It's the intimate family volley of thoughts, observations, and insights within the context of regional, national, and international sociopolitical events that distinguishes Freedom in the Family from typical Civil Rights memoirs. Contrasts in points of view between parent versus child and elder versus youngster magnify the nuances of their personal experiences. Icons and celebrities are mentioned, but it's history as recalled through deep private memories that makes this book a distinctive examination of trials, tribulations, and triumphs.
Make sure to read every word: dedication, 33 chapters of alternating points of view, two sets of acknowledgments, and extensive notes.
Freedom in the Family is a compelling and detailed personal memoir of the civil rights movement in Florida. It is told in alternating chapters by Tananarive Due (the novelist and historian) and her mother, Patricia Stevens Due, a legend in Florida's black community for her powerful example as a civil rights leader. Highly recommended for those who want a granular feel for the day-to-day struggles of activists who have the patience to pursue a life-long mission.
This book closes with Patricia Stephens Due stating "History happens one person at a time.". This is a remarkable memoir covering two generations in a families fight for civil rights but it is so much more than that. It is a snapshot of America from a view most American's will never see. Most importantly, it is an honor to many of America's unsung hero's!
If you know a teenager or college student who has any interest in the history of civil rights, I highly recommend for him or her this mother-daughter narrative by Florida activist Patricia Stephens Due and her daughter, writer Tananarive Due. It's called Freedom in the Family: A Mother-Daughter Memoir of the Fight for Civil Rights. Pat was one of the protesters who was arrested doing sit-ins at lunch counters and other protests when she was in college and writes a fascinating story about what it was like to be young and black and female at that time (as well as part of a mixed-race extended family, and eventually the wife of civil rights lawyer John Due). Tananarive was in college during the time when people were pushing South Africa to free Mandela and end Apartheid. Her story involves more of the current tension of growing up in a mostly integrated but sometimes still dramatically segregated society. Both authors start their stories when they are young, so they tell their own coming-of-age stories -- though they are very different, since there were many changes from one generation to the next. I think I would have found this very interesting when I was sixteen, which was when I read The Gate to Women's Country by Sheri Tepper and first started really thinking about power and politics and how to create the sort of society you want to live in. Freedom in the Family is very readable. I haven't finished it yet, but so far it's also much more encouraging about individual and group empowerment than another book I read recently, The Warmth of Other Suns, by Isabel Wilkerson, which is a huge historical narrative about the migration North and West from 1910-1960, and has a rather bittersweet and sad end though it's also very well written.

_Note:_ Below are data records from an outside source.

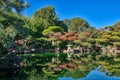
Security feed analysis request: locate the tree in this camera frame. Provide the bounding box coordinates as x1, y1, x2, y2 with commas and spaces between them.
33, 6, 58, 29
57, 21, 68, 32
70, 18, 90, 32
0, 0, 29, 13
42, 26, 64, 36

Tananarive is mostly known as a horror author, but through this book I found out she also wrote a YA novel of historical fiction called The Black Rose: The Dramatic Story of Madam C.J. Walker, America's First Black Female Millionaire, which was heavily researched by both her and Alex Haley, who started the project before he died. I'm planning to check that out too.
Tananarive Due and her mother, Patricia Stephens Due, juxtapose their experiences inside and outside of the civil rights movement in this uniquely constructed memoir. More than anything, this is a celebration of the common person who stood up to the injustices of a racist society at great personal cost.
It's a compelling book, filled with memorable stories, featuring a litany of well-known civil rights personalities. But, for me, the stories of the uncelebrated, behind-the-scenes workers were even more compelling. It's not an "easy" read by any means, and the authors do not shy away from the violence and terror they experience, or the frustrations they faced.
The format, which alternates chapters between mother and daughter, is intriguing, and it is interesting to see the narratives connect as they move forward. Unfortunately, this leads to a bit of redundancy in the narrative towards the end of the book, and there were a few times I found myself struggling to connect the timelines and names.
There are many stories here that deserve to be heard and remembered, and there was clearly an enormous amount of research and interviews that went into it. Ultimately, this is a realistic but hopeful look at the struggles and successes of the civil rights movement, and it functions not just as an important record of those who worked hard for change, but also as a reminder of how far we still have to go.
Most people are familiar with the events that happened during the civil rights struggle in Alabama and Mississippi in the 1960s, but might not know about actions that were going on elsewhere in the country. This book details civil rights demonstrations going on in Florida and also give the perspective of a black woman coming of age in the next generation; chapters on the 1960s -- first-person accounts from a leader in the Florida civil rights struggle -- are alternated with chapters written by her daughter, a novelist and former Miami Herald reporter. She tells what it was like coming of age in the 1980s, and she reflects on how her parents' activism affected her. The mother, Patrica Stephens Due, very candidly discusses the personal toll the civil rights protests of the '60s took on the activists, even though they kept on in spite of it. She writes about difficult events in the same calm, measured way that must have helped her to actually live through them. Both mother and daughter are excellent narrators. Having read this book made me want to read some of Tananarive Due's novels.
Gorgeously written back-and-forth memoir of a mother's (Patricia Stephens Due) work leading the Civil Rights Movement in Tallahassee and her daughter's reflections on that work and her own place in the struggle and family.
I was honored to have met Patricia Stephens Due and her husband John Due on a couple occasions. Sadly she passed away about a month after we moved to Tallahassee — and about 18 months before the city formally memorialized her work and the work of the other 'foot soldiers' of the Civil Rights Movement here.
It meant a lot to read this book as Mrs. Stephens Due's work led (in a winding, decades-long way through Judith Brown to the Gainesville movement she was a part of) to my own activism and political education. Fitting considering this from the book's final page:
"Yes, the fight will go on. To me, that's what history is all about. Once you know what others have done, it helps you understand what you can do."
For me, the most interesting parts were to see how people in the Civil Rights movement valued Patricia Stephens Due's involvement, so much so that after she became a mother, people helped her with her children so that she could participate. for instance, when she was organizing the garbage workers' strike, movement people volunteered to babysit and every morning, at 4 am, would show up at her hotel room ready to do childcare so that Due could organize. Similarly, her account of people helping carry her two young daughters during a march--and then her youngest daughter taking her first steps at that freedom march--was powerful. And a good example of concrete ways that people today can support the continued participation of parents & caregivers in their movements.
This book chronicles the history and struggles of the civil rights movement in Florida as told by the the strong, powerful and admirable leader, Patricia Due. It tells, as well, Patrica Due's own life story. Her daughter Tannarive, reflections on her parents activism, their story and how it affected her and her sisters and her experiences being the daughter of two powerful and committed people are both touching insightful and informative. Patricia Due's words," Remembering is the only thing that makes history stand still." is a powerful message to those interested in the civil rights movement in Florida and the Nation.
Enjoyed the book and the history, but I think they made a mistake trying to recognize so many participants by name in the book. It became difficult to follow and a little tedious.
Excellent read by a civil rights activist and her daughter. I thought I knew a lot about the civil rights movement in the South but learned a great deal more.